Pro anglers demand no-compromise performance every time they hit the water. When there’s money on the line, every advantage counts. Which is why more pro anglers are turning to Mercury Racing Bravo I props to maximize the speed and handling of their bass and multi-species boats.
“There have been big changes in the past couple years for pro anglers running Mercury power,” said Nick Petersen, Mercury Racing Performance Propeller Manager. “Many are switching for the first time from a two-stroke Mercury Pro SX to the new four-stroke Mercury Pro XS model or to a Mercury Verado motor. Our Bravo I FS and Bravo I LT props are designed to get the most performance from Mercury four-stroke outboards, and each offers some real advantages over the prop usually shipped with the boat.”
The Bravo I FS and Bravo I LT props feature four blades and a 15.25-inch diameter, and are hand-crafted with a Pro Finish in the Mercury Racing prop department.
“Most Mercury Pro Team bass anglers are now running the 4.6-liter V8 250 Pro XS, and these boats often ship from the manufacturer with a three-blade Mercury Fury® propeller, which is a great top-speed prop when the boat is lightly loaded,” explained Petersen. “But a tournament pro never runs a light boat. They head out with 500 pounds of gear, a partner, and a lot of fuel on board. Pro bass anglers have found the Racing Bravo I FS really pops the boat over for outstanding hole shot. At speed the Racing Bravo I FS generates a lot of lift, which compensates for the extreme boat weight by reducing wetted hull surface and drag, and can often match the top speed of the Fury propeller.”
Bassmaster Elite Series pro Frank “The Tank” Talley used the Racing Bravo I FS to dial in a new boat and motor combination for the 2021 season.
“After fishing from a Triton boat for four years I moved to a new Caymas CX 21 with a V8 250 Pro XS, and had to find a new set-up for propping,” said Talley, who lives in Temple, Texas and is supported by Mercury Authorized Dealer Texas Boat World in Harker Heights. “I tested the Racing Bravo I FS in different pitches, and the 26-pitch was just a little too big and the 25 let the motor rev too high, but the 25.5-pitch is just perfect. Being able to dial in the boat with those half-inch increments is a key advantage of the Racing props. I can run 75 mph with a full tournament load, which includes 50 gallons of gas, 44 gallons in the live wells and all my gear. That’s 2.5 to 3 miles per hour faster than a Fury, which is a big difference when I start the day with a 30- to 45-minute run to the fish. The hole shot is great and the ride and handling are so smooth. I call it my luxury prop. I’ve been recommending the Bravo I FS to other pros, and I’ve even seen a few on another brand of outboard, it’s that good.”

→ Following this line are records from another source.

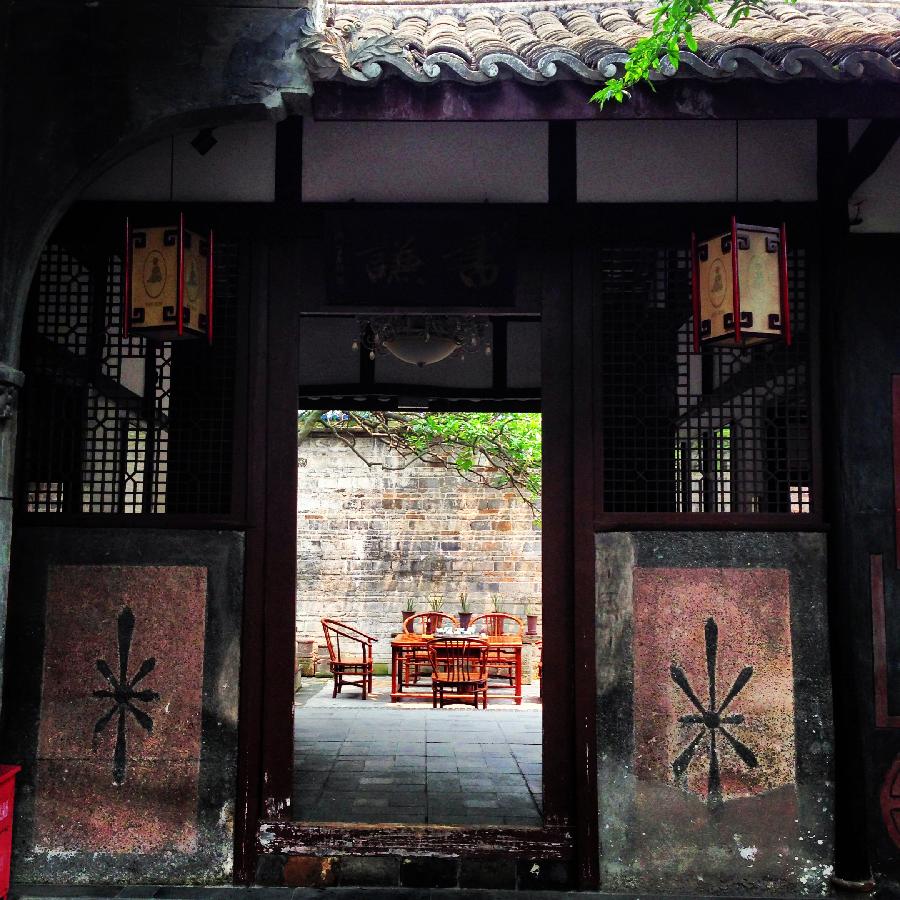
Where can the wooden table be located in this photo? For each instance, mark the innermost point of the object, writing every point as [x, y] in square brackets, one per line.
[403, 644]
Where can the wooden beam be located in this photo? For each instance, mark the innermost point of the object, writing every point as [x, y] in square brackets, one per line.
[289, 161]
[395, 99]
[870, 152]
[562, 165]
[851, 856]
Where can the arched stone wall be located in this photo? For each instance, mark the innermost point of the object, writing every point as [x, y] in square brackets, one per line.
[84, 86]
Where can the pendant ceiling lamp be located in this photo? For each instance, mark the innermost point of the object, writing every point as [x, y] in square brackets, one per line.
[423, 340]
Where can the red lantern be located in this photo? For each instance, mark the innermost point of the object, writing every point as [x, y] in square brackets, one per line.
[740, 287]
[168, 282]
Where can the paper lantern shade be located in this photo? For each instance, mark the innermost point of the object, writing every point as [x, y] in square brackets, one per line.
[740, 290]
[168, 283]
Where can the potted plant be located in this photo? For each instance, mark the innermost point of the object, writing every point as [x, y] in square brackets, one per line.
[465, 614]
[409, 610]
[531, 616]
[436, 603]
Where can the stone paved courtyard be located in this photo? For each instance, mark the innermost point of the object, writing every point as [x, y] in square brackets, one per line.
[379, 762]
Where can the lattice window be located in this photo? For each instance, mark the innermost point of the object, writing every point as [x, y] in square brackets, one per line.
[123, 425]
[717, 431]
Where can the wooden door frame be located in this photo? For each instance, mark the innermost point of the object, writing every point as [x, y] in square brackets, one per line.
[263, 823]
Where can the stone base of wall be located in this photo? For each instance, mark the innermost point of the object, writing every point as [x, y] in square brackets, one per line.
[414, 872]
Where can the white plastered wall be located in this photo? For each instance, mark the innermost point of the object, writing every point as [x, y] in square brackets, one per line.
[239, 168]
[425, 162]
[696, 161]
[875, 205]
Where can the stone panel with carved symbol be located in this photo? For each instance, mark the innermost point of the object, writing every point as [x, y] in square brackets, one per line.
[119, 742]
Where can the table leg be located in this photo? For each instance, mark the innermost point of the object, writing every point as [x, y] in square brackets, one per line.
[518, 676]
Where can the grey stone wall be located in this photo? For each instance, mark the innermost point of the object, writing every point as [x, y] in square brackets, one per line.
[370, 537]
[714, 724]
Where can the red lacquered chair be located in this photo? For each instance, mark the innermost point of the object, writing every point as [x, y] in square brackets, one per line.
[497, 625]
[424, 625]
[458, 666]
[350, 655]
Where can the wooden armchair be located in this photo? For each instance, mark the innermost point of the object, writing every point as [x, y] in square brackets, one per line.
[498, 625]
[350, 656]
[458, 665]
[424, 625]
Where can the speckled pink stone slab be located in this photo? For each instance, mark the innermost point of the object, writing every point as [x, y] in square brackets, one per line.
[78, 806]
[751, 608]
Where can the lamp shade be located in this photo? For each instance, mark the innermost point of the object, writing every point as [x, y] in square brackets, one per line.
[168, 282]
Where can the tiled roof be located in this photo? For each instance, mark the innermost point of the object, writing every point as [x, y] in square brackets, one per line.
[483, 42]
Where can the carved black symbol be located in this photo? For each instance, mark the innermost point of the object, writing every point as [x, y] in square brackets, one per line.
[123, 694]
[711, 718]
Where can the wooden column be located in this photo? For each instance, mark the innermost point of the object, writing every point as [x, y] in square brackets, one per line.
[569, 546]
[851, 851]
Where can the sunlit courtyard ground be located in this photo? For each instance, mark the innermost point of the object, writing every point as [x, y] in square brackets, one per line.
[376, 761]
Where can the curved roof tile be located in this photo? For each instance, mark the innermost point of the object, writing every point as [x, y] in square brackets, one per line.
[486, 41]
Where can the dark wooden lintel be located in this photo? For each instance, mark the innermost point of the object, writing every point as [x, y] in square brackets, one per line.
[870, 151]
[328, 839]
[289, 162]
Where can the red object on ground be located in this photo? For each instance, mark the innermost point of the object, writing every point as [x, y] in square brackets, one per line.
[7, 798]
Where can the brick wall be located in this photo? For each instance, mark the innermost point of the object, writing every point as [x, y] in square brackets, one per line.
[369, 537]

The Racing Bravo I LT prop has a longer tube with a slight flair at the end, features which combine to produce more stern lift than the Racing Bravo 1 FS propeller, which can be the perfect prescription for tournament-loaded multi-species boats.
“The multi-species boats you see the pros run on walleye and musky tournament series are deeper and heavier than bass boats, often with even more weight in the stern,” said Petersen. “The Mercury Pro Team anglers are often running a Mercury Verado 350hp or 400hp outboard, with a 15 EFI Pro Kicker outboard for trolling plus five batteries, full fuel and livewells, and all the gear. They are frequently fishing on big water that gets rough. These boats are often delivered with a Mercury Tempest® Plus prop. The Racing Bravo I LT lifts the stern and pushes the bow down so it can better slice through that chop. The four blades bite the water for better handling in those conditions.”
Pro walleye angler Korey Sprengel of Beaver Dam, Wis., bases his prop selection on lake size and water conditions.
“I run a Ranger 620 SS Pro boat, and this season switched from a Mercury Verado 350 to a Verado 400 outboard,” said Sprengel, the 2020 National Walleye Tour Angler of the Year. “The 400 can run up to 6800 RPM, compared to 6400 for the 350, and I’ve found that the powerband is a little narrower with the 400. You really need to dial it into the top of the RPM range to get all of the speed. For top speed I’m running a 21-pitch Racing Bravo I FS, and I’ll use that prop on smaller lakes where I know the water won’t get too rough. It gets the Verado 400 outboard up to its max RPM and the boat to 62 to 64 miles per hour.
“I also have the Racing Bravo I LT in 20-pitch, and I’ll use that prop for rough water, or when I have four or five people in the boat,” said Sprengel. “It pushes the bow down so the hull can do the work in rough water, provides more lift with a heavy load and delivers great handling. I’ve also got a 20.5-pitch Bravo I LT I use in cool weather, when the motor is making a little more power. The Bravo I FS is fast, but I think the Bravo I LT is really the best all-around prop for a multi-species boat.”
When it comes to boat performance, Mercury Pro Team anglers are as precise about dialing in boat performance as any racer. Which may be why they are turning to Mercury Racing for propellers. You’ve got run Wide Open to win.